En quoi cette émission radiophonique est-elle intéressante ?



Je vous ferai part de deux points qui ont particulièrement retenu mon attention, peut-être, parce que certaines idées sont posées simplement, ce qui ouvre ainsi quelques voies de réflexion.

La moralité
Les sciences humaines essaient de comprendre comme les hommes vivent ensemble au sein d’une société particulière ; lors de son émission, Monique Canto Sperber cherche à identifier plus spécifiquement comment ces sciences humaines expliquent le phénomène moral, un ensemble complexe de raisons et de valeurs que l’on retrouve sous différentes formes :
- Les hommes disent « C’est bien » ou « C’est mal » ;
- Ils qualifient positivement ou négativement les actions, les comportements, les individus ;
- Ils éprouvent indignation, culpabilité ;
- Comment dois-je vivre ?
- Ils jugent.

La moralité : une idée passéiste ? Non, à mon sens essentiel dans un monde écrasé par…(les points de suspension traduisent finalement ce malaise qui n’a pas de nom ou qui n’en a que trop : rationalité, la logique mécanique ou technique,…)..

L'image prise en illustration de ce billet est l'affiche du film "The lord of war", dont je ne cherche pas à faire la promotion mais dont le thème pose une question de moralité : continuer un commerce d'armes dont l'utilisation amène à tuer des enfants et des hommes plus largement, en prétextant qu'il y aura toujours quelqu'un pour le faire.

Structuralisme et rationalisme : que deviennent l'individu et, plus particulièrement, la moralité
Elle résume deux théories souvent opposées de l’individu : modèle structuraliste et modèle rationaliste.
Le structuralisme est un modèle déterministe fondé sur des éléments non personnels, des invariants, des structures qui permettent de prévoir les comportements humains et sociaux : il revient à dissoudre le sujet dans le structure, et par là même, la philosophie morale ; l’individu n’a plus de pouvoir agissant.

De l’autre côté, il y a le modèle rationaliste, cher à l’économie ; il prône un retour à l’homme réflexif qui maximise ses intérêts, à partir de ses croyances et de ses préférences ; il choisit les options qui servent au mieux ses souhaits et ses désirs. Ce modèle remet au premier plan le sujet humain qui, conscient des moyens utilisés pour parvenir à ses fins, est transparent à lui-même.

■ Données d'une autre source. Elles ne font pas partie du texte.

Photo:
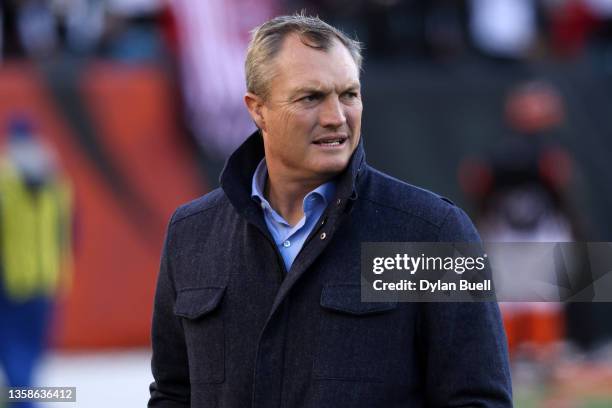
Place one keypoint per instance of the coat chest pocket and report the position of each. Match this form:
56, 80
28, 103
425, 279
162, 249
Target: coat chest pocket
358, 341
204, 332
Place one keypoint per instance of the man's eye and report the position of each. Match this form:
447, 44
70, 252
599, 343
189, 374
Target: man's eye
311, 98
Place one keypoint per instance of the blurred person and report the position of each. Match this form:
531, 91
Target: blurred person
258, 299
521, 191
212, 39
34, 249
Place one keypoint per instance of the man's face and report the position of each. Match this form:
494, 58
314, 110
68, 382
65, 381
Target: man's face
311, 120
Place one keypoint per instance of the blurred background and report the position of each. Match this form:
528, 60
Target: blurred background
113, 112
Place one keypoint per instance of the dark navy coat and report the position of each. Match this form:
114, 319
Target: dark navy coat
233, 329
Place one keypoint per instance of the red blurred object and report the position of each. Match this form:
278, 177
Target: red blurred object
571, 25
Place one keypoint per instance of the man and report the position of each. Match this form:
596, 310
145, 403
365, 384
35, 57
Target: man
258, 298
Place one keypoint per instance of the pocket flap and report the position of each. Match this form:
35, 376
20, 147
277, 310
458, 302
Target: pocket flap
193, 303
347, 298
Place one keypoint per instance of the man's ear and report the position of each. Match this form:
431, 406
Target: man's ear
254, 104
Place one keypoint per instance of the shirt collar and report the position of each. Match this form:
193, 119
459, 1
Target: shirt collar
236, 178
320, 196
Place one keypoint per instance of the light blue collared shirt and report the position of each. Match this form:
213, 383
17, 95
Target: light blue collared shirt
290, 239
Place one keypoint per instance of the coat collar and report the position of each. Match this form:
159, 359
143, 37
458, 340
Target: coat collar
238, 172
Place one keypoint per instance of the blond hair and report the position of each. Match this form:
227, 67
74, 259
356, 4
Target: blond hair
267, 40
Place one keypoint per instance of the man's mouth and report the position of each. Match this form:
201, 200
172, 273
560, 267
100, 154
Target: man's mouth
331, 141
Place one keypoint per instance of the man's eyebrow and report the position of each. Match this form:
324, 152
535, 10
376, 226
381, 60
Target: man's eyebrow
308, 90
315, 89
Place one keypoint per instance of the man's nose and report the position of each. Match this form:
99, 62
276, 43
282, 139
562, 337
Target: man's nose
332, 113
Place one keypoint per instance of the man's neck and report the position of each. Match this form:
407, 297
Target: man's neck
286, 196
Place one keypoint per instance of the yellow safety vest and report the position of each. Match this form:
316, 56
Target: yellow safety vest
35, 235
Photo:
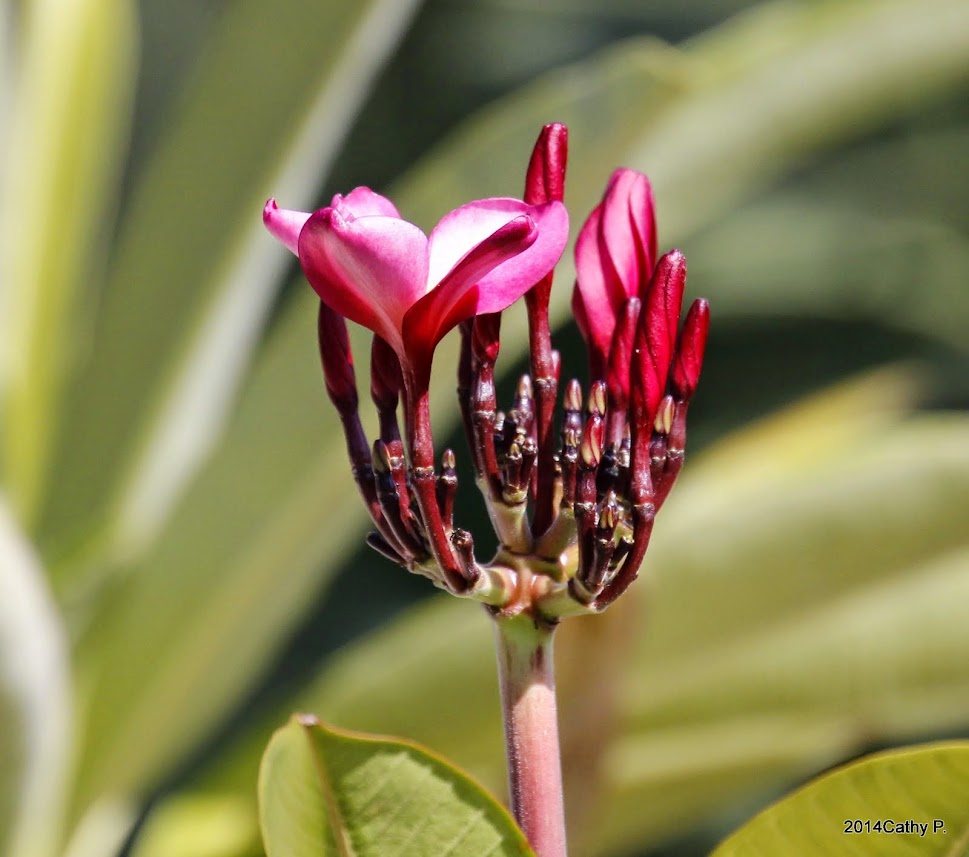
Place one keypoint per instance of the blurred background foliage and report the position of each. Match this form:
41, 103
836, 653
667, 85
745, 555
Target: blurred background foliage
180, 560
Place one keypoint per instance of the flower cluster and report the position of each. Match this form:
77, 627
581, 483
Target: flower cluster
573, 509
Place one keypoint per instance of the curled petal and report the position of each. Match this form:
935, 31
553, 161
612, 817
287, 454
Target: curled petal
370, 270
363, 202
285, 225
459, 294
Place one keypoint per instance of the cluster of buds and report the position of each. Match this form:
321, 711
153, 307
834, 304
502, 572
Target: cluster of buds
573, 506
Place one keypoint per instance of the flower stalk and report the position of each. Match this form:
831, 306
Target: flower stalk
527, 681
574, 506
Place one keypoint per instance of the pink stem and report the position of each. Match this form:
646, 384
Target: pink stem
527, 678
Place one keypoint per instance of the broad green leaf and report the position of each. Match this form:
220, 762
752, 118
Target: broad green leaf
323, 791
68, 124
35, 702
901, 802
203, 826
191, 280
696, 724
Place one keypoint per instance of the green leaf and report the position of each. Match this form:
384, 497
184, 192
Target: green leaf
324, 791
69, 119
896, 803
202, 825
190, 284
833, 246
695, 725
178, 639
35, 702
712, 123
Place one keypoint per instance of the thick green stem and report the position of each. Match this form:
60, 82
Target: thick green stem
527, 677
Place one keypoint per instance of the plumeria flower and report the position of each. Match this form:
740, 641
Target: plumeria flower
374, 268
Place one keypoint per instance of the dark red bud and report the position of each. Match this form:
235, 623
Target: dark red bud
656, 335
337, 360
690, 349
620, 354
545, 179
385, 377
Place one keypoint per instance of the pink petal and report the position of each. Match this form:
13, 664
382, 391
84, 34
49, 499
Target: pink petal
494, 274
363, 202
505, 284
285, 225
370, 270
465, 228
457, 296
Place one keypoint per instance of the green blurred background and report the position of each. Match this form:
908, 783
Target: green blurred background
180, 555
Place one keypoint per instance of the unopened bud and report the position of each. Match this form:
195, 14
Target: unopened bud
690, 349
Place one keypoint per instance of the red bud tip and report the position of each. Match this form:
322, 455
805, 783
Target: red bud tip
656, 334
545, 179
690, 349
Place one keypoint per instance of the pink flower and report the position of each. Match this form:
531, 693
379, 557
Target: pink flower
383, 272
614, 258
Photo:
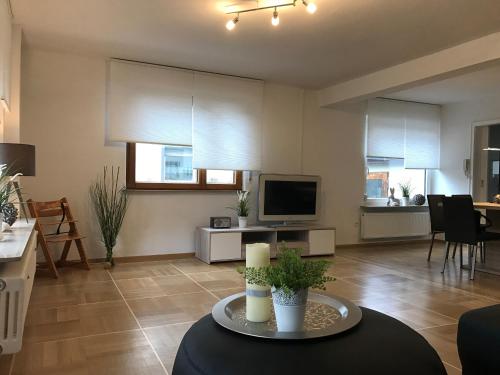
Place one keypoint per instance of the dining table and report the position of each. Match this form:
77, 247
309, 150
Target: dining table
491, 263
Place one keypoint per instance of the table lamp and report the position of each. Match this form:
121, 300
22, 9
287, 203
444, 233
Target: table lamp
20, 158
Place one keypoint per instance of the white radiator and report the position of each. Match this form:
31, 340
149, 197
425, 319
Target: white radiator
16, 282
394, 224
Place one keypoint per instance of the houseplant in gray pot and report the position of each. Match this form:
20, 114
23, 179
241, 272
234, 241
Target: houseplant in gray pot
290, 279
242, 208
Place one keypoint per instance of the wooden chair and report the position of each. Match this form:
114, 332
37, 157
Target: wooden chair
58, 210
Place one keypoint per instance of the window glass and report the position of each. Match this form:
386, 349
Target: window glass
164, 163
385, 173
220, 177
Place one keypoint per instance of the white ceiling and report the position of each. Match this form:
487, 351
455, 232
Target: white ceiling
343, 40
469, 86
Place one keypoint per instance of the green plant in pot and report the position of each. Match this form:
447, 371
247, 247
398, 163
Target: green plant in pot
242, 208
290, 278
110, 205
406, 189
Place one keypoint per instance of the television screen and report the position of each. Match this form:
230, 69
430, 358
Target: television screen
290, 197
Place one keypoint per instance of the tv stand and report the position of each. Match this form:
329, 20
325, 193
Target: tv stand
217, 245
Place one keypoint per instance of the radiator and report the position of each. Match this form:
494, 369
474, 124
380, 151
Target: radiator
16, 282
394, 224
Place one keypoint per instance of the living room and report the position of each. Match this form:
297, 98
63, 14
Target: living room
194, 101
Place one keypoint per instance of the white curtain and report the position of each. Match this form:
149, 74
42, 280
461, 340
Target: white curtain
385, 128
149, 104
422, 136
227, 122
405, 130
5, 51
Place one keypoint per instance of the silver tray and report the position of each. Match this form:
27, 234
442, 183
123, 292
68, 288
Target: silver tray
325, 316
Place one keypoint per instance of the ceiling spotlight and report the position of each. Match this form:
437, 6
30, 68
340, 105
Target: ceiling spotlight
310, 7
232, 23
276, 18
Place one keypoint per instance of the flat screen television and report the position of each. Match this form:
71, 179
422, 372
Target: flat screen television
289, 197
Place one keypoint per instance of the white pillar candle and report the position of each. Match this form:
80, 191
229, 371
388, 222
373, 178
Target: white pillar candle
258, 298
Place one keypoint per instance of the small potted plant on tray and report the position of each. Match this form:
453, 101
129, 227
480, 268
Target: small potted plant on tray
405, 193
290, 279
242, 208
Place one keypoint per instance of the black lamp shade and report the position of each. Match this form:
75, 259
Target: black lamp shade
20, 158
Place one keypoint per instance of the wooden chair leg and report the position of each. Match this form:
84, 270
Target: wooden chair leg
65, 251
473, 265
446, 253
430, 248
48, 258
81, 251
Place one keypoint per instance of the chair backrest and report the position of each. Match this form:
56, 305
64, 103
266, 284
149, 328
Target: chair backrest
436, 212
59, 208
460, 221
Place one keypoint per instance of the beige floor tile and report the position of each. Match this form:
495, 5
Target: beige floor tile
110, 354
443, 339
193, 265
63, 295
145, 269
69, 275
172, 309
166, 340
43, 324
219, 280
223, 293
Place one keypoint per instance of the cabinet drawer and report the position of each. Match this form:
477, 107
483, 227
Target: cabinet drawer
321, 242
225, 246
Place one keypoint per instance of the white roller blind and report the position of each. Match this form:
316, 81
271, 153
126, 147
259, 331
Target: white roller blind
149, 104
227, 122
385, 128
422, 136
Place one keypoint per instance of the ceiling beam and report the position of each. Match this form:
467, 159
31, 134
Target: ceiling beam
443, 64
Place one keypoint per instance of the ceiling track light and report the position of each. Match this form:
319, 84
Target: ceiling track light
275, 20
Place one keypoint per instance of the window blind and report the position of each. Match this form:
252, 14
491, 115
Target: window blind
149, 104
385, 129
410, 131
422, 132
227, 122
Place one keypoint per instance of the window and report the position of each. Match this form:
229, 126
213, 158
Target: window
385, 173
167, 167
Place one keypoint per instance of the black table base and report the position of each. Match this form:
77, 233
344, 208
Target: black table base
379, 344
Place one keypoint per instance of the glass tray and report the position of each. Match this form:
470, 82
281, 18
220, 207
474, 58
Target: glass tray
325, 316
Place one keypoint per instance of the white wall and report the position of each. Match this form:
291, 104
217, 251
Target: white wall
333, 147
63, 115
456, 125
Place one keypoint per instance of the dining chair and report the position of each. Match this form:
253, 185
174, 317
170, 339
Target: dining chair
462, 226
436, 214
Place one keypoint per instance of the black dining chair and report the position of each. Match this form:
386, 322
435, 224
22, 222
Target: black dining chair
461, 225
436, 213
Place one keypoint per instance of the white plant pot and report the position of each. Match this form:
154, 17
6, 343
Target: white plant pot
242, 221
290, 311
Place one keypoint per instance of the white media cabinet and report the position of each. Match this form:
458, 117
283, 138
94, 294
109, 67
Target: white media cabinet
217, 245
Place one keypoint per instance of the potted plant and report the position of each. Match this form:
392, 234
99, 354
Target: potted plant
242, 208
290, 279
110, 205
405, 193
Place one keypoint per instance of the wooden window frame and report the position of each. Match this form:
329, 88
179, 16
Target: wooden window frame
132, 184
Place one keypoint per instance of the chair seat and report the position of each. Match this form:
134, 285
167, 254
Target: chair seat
63, 237
488, 236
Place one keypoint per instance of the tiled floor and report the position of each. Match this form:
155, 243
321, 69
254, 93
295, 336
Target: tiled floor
131, 319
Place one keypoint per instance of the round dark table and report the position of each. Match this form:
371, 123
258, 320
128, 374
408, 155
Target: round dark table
379, 344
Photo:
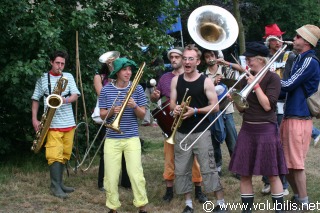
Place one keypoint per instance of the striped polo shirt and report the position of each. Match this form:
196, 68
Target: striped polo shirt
63, 117
129, 121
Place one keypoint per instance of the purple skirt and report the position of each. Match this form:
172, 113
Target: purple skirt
258, 151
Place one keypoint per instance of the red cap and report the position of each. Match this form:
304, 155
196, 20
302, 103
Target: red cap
272, 29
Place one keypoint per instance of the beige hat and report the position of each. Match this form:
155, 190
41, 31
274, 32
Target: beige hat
310, 33
178, 50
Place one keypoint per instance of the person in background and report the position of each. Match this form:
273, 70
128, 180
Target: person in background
281, 66
296, 126
128, 143
99, 81
61, 132
258, 150
163, 89
203, 98
227, 129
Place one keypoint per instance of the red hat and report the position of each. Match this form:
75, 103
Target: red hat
272, 29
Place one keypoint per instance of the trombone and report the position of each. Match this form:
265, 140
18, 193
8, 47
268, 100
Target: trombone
101, 142
238, 98
115, 125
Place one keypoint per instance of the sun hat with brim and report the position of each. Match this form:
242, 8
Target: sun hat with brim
178, 50
120, 63
255, 49
310, 33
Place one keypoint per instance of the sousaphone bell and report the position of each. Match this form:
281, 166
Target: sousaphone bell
213, 27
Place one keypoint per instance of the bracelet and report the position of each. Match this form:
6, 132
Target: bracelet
195, 112
256, 86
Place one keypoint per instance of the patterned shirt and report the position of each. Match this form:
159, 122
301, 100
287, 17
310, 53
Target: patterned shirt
164, 84
63, 117
129, 121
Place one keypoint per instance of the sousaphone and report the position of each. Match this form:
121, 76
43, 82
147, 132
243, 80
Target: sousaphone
213, 27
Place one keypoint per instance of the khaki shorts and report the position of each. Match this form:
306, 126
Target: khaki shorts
295, 138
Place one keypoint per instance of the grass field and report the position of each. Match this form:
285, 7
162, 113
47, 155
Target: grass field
24, 183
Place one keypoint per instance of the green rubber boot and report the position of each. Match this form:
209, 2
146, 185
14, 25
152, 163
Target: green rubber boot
55, 176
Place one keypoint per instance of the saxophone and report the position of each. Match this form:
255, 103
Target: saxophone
54, 101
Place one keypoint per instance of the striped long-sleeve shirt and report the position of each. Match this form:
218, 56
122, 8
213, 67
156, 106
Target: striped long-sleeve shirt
305, 73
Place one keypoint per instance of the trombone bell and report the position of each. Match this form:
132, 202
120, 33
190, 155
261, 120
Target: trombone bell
109, 57
213, 27
240, 100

Entre ces deux visions, une troisième voie se dessinerait, en particulier au travers d’auteurs comme Raymond Boudon et sa rationalité axiologique : ce concept pose que l’on ne saurait toujours ramener un choix ou une décision à des considérations instrumentales, a fortiori à des considérations utilitaires (une action guidée par des principes plutôt que par les conséquences qu’elle risque d’entraîner).

Quelle serait donc la vision de l'homme à retenir dans l'entreprise ou tous types d'organisation ? Quelle serait celle la plus proche de vos croyances ?

Comme vous avez déjà pu, peut-être, l’identifier, je ne reste méfiant vis-à-vis des modélisations, en particulier lorsqu’elles prétendent à l’unicité et à un pouvoir explicatif absolu. Les modèles, parce qu’ils sont réducteurs de la réalité, doivent aider à la réflexion et non pas la structurer, au risque de l’enfermer.

Pour ma part, je suis convaincu d'un individu déterminé partiellement par des mécanismes cognitifs, culturels et sociaux ; pour le reste, il fonctionne selon des principes, des normes, des valeurs, des croyances, des préférences...
En fait, je crois en un mélange de visions qui ne font pas une théorie ; mais en faut-il absolument une ? Cela revient à apprendre à vivre en toute conscience dans l'incertain et le flou.